Não bastasse tudo isso, os laboratórios produtores ainda relutam em participar de qualquer programa, por temerem ser processados e condenados a pagar vultosas indenizações financeiras em caso de efeitos colaterais produzidos pelos medicamentos. Tenta-se afastar o problema com emenda que tramita no Congresso, que exige, nesses casos, prova de negligência deliberada do fabricante. Outros laboratórios não querem arcar com os custos de manter estoques elevados dos medicamentos - o que invalidaria uma estratégia de defesa em massa da população.

O capítulo dos riscos nas pesquisas é ainda mais complexo. A revista menciona, por exemplo, a possibilidade de transformar um roedor inofensivo num portador de patógenos mortais, aumentar o potencial de toxinas do botulismo, transferir de um patógeno para outro genes que fortaleçam vírus contra o sistema imunológico humano. Fora a possibilidade de as informações obtidas em laboratórios de pesquisa vazarem para bioterroristas.

Chega-se, assim, a uma situação complicada. Não se descobriu até hoje nada sobre a autoria dos atentados efetivos; gastaram-se US$ 44 bilhões, sem aumentar a segurança efetiva contra novos ataques; e se aumentaram os riscos com os próprios programas e pesquisas. Ao mesmo tempo, dizem os especialistas, deixou-se de investir o necessário na proteção da sociedade contra riscos reais já presentes, como o de pandemias do tipo da gripe aviária (que só não tem até aqui proporções calamitosas graças ao esforço isolado da Organização Mundial de Saúde).
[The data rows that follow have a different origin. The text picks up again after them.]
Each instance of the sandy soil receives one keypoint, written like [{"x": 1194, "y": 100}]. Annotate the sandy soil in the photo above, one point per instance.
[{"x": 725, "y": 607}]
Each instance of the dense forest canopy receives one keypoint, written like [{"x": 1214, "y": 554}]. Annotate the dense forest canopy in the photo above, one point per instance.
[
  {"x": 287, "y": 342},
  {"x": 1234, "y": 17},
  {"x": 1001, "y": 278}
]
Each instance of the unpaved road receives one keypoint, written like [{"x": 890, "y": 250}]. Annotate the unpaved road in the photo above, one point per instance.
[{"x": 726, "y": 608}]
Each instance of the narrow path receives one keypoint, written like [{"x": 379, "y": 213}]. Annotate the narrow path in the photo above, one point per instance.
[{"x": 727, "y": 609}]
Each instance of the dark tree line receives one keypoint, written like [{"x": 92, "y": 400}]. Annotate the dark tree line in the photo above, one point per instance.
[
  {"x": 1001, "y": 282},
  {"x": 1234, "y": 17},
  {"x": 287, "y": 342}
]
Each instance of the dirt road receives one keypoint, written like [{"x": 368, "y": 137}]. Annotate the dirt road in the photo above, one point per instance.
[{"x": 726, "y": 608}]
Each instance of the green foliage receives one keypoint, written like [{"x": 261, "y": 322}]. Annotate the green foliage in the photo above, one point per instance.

Tudo muito complicado. E a isso se adicionam as novas preocupações com eventuais riscos envolvidos na nanotecnologia, as técnicas utilizadas para manipular a matéria na escala de átomos e moléculas (um nano é a bilionésima parte de um metro; um fio de cabelo tem 80 mil nanômetros), na definição do especialista Paulo R. Martins. Pode haver - diz ele - impactos ainda não conhecidos no meio ambiente, na saúde humana, na agricultura, na produção de alimentos, na sociedade em geral, já que não se tem experiência na manipulação, não há regulamentação sobre a segurança, podem-se ultrapassar barreiras que precisariam ser preservadas (pele, células, cercas) e ainda se enfrenta o risco de auto-replicação descontrolada de materiais. Seria indispensável, portanto, debater essas questões e criar uma regulamentação.

São, tanto no âmbito do bioterrorismo como no da nanotecnologia, novos problemas, que exigem da sociedade - e da ciência - novos posicionamentos. Para não correr riscos inimagináveis. Não se trata de posturas anticiência. Trata-se de respeitar o princípio da precaução e não correr riscos desnecessários.